Managed care pays a flat rate for patients regardless of the services they use and receives funding from Medicare, Medi‑Cal, and private insurance, the report says.  Medi‑Cal likely did not contribute significantly to the companies’ net incomes because it does not fully cover nursing facilities’ costs per Medi‑Cal patient.

“In other words, Medi‑Cal patients generally represent a financial loss to nursing facilities. Although the companies’ expenditures also grew during this period, the increases in their revenue significantly exceeded the growth in their expenses, allowing the companies to raise their net incomes,” says the auditor’s report.


Additional sources of income are also available to those who run nursing care facilities in California.  The owners of the three companies reviewed by the California State Auditor were also able to earn income — separate and aside from the revenue their nursing facilities earned from Medicare, Medi‑Cal, or managed care — when their nursing facilities obtained goods and services from related parties, or other businesses that they or their family members owned or controlled. 
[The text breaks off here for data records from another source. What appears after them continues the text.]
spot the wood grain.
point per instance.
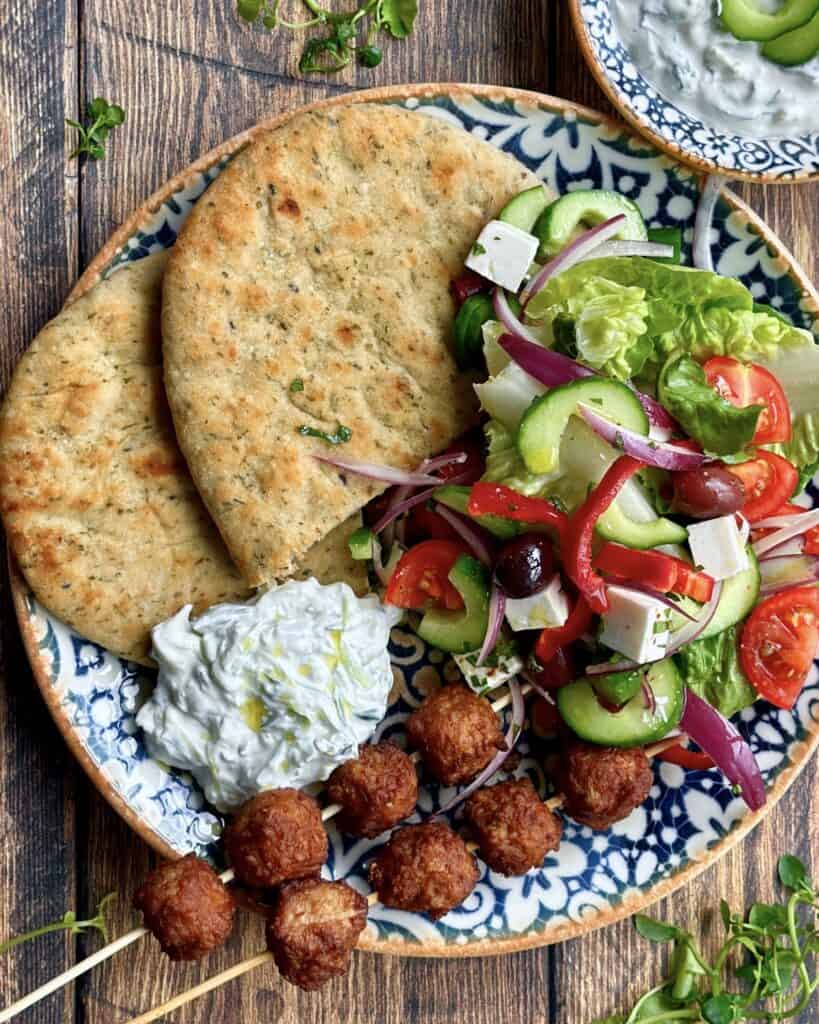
(189, 75)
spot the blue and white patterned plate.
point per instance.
(774, 161)
(595, 878)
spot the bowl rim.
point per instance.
(646, 129)
(800, 754)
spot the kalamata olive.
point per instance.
(707, 492)
(524, 565)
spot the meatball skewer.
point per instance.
(226, 877)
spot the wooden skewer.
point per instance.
(153, 1015)
(135, 934)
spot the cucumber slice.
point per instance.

“We found that related‑party transactions are common in the industry and are legally allowable,” the State Auditor’s Report says.


The bottom line for all baby boomers to understand is that the more beds that are filled with patients (ie, us), the more profits there are to be made for corporations.  The California Auditor’s analysis of the three companies the State reviewed indicates that there is a strong statistical correlation between the three companies net incomes and the number of patient beds in their facilities.

In other words, these large companies benefit by increasing in scale.  To increase in scale they must fill more beds with our lame bodies and minds.

The auditor’s report notes Plum increased its number of patient beds by 306 percent from 2006 through 2015, while its net income grew by 682 percent. Similarly, Brius increased its number of patient beds by 1,102 percent during this period, while its net income rose by 604 percent.

Now we must look in the mirror of life and ask:  Is our body and mind going to one day fill one of the corporation’s beds?  And if so, and there’s a deficiency in care, what’s the State of California going to do about it?  And will I be alive to find out?